- Born: October 31, 1962 (age 63)
- Occupation: Neurosurgeon
- Website: https://jonathanborden-md.com/

= Jonathan Borden =

American neurosurgeon

Jonathan Alan Borden (born October 31, 1962) is an American neurosurgeon who developed the Borden Classification of Dural Arteriovenous Fistulas. He has been involved in internet based telemedicine applications and is an editor of the RDDL specification for XML Namespaces.

==Education==
Borden was born on October 31, 1962, in Rochester, New York. However, he was raised in Hartford, Connecticut. Borden graduated from Amherst College in Amherst, Massachusetts, with a Bachelor of Arts in Neuroscience and Yale University School of Medicine. He completed his internship and residency in Neurosurgery at Tufts University in Boston, Massachusetts.

==Research==
His scientific work has involved the application of computer science to neurobiology. Borden's earliest work used artificial intelligence techniques to model neurochemical networks in the brain. He used computer graphics techniques to analyze the results of molecular biological experiments. Working in the laboratory of Elias Manuelidis and Laura Manuelidis at Yale School of Medicine, he authored papers on the organization of interphase chromosomes in human brain tissue.

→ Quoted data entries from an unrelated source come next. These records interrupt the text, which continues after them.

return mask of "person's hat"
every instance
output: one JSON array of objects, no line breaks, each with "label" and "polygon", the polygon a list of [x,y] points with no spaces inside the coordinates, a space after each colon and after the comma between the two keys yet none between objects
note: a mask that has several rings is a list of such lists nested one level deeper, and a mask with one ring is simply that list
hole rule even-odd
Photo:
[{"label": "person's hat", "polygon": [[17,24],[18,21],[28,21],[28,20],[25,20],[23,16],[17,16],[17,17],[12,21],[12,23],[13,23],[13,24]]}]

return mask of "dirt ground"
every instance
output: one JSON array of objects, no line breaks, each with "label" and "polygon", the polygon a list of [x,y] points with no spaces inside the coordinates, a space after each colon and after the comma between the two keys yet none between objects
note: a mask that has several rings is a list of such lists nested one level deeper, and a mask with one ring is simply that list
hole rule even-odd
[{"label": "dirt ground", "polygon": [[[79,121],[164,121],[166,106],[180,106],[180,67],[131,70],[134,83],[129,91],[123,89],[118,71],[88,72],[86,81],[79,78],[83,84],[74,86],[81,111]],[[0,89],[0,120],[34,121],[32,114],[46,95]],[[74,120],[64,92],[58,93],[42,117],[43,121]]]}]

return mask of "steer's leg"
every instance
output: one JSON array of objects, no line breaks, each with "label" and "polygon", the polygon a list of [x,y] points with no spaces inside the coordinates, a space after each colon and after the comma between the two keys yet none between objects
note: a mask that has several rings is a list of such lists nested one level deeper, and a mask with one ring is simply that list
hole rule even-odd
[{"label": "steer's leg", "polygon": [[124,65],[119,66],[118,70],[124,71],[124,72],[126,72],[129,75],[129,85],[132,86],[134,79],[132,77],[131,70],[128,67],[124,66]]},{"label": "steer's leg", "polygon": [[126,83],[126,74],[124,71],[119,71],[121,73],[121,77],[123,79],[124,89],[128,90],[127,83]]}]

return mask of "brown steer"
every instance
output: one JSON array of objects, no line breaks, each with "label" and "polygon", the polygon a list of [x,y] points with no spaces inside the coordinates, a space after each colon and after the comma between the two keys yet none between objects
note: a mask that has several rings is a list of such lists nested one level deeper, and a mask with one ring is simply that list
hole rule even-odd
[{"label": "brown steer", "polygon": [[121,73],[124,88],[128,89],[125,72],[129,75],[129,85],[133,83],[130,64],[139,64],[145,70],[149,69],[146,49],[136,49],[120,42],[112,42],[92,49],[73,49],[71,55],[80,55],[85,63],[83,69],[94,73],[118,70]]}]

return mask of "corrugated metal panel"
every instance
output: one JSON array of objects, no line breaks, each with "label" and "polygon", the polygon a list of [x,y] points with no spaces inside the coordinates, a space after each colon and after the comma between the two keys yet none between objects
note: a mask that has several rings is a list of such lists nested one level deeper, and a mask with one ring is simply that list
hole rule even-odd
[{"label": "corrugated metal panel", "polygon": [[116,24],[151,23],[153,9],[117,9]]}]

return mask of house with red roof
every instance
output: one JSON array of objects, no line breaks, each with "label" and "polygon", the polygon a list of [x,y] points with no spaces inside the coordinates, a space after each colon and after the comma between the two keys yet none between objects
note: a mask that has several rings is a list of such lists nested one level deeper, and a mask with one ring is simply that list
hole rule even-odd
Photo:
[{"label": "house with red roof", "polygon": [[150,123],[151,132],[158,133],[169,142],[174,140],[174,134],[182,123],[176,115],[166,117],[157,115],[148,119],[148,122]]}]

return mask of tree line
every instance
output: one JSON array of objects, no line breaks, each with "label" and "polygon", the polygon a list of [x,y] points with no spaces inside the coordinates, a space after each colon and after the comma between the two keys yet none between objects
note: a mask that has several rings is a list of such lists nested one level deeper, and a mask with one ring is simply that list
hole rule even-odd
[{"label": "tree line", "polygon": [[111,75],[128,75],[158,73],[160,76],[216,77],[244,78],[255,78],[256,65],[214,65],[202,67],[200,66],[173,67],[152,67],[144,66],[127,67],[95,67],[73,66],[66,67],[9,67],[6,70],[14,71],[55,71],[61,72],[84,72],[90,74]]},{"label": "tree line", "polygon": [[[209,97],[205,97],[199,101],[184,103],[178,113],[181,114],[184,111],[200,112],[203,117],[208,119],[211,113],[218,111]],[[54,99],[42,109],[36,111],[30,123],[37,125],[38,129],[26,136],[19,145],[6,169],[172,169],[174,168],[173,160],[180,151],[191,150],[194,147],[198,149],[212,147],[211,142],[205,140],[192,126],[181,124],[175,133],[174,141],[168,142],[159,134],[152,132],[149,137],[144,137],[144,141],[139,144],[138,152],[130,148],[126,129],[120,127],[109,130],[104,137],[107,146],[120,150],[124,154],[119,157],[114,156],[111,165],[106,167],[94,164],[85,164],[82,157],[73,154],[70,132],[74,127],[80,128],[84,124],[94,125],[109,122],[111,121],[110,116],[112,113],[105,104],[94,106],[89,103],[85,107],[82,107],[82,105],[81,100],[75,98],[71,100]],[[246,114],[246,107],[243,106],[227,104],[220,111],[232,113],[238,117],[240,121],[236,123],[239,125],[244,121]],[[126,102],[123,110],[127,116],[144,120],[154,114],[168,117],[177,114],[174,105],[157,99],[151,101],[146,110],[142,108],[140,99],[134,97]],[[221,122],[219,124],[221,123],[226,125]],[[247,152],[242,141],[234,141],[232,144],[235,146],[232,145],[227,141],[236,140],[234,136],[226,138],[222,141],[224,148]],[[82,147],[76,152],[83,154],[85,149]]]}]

At Tufts-New England Medical Center he developed the Borden Classification of Dural Arteriovenous Fistulas. This classification has come into common usage after its clinical applicability has been verified by the University of Toronto Brain AVM Group

Dr. Borden was an Assistant Professor of Neurosurgery at Tufts University in Boston from 1995 to 2002. He was the director of the Boston Gamma Knife Center. He and Tim Bray are co-editors of the RDDL specification. He authored the XMTP specification, an early method to represent SMTP/RFC 811 email in XML. He is an advisor for the Science Directorate of NASA, has been an invited expert for the World Wide Web Consortium Web Ontology Working Group and has been actively involved in the development and standardization of XML based electronic medical records.

More recently Dr. Borden has been involved in research studies aimed at repairing degenerated intervertebral discs using growth factors, stem cells and minimally invasive surgical techniques.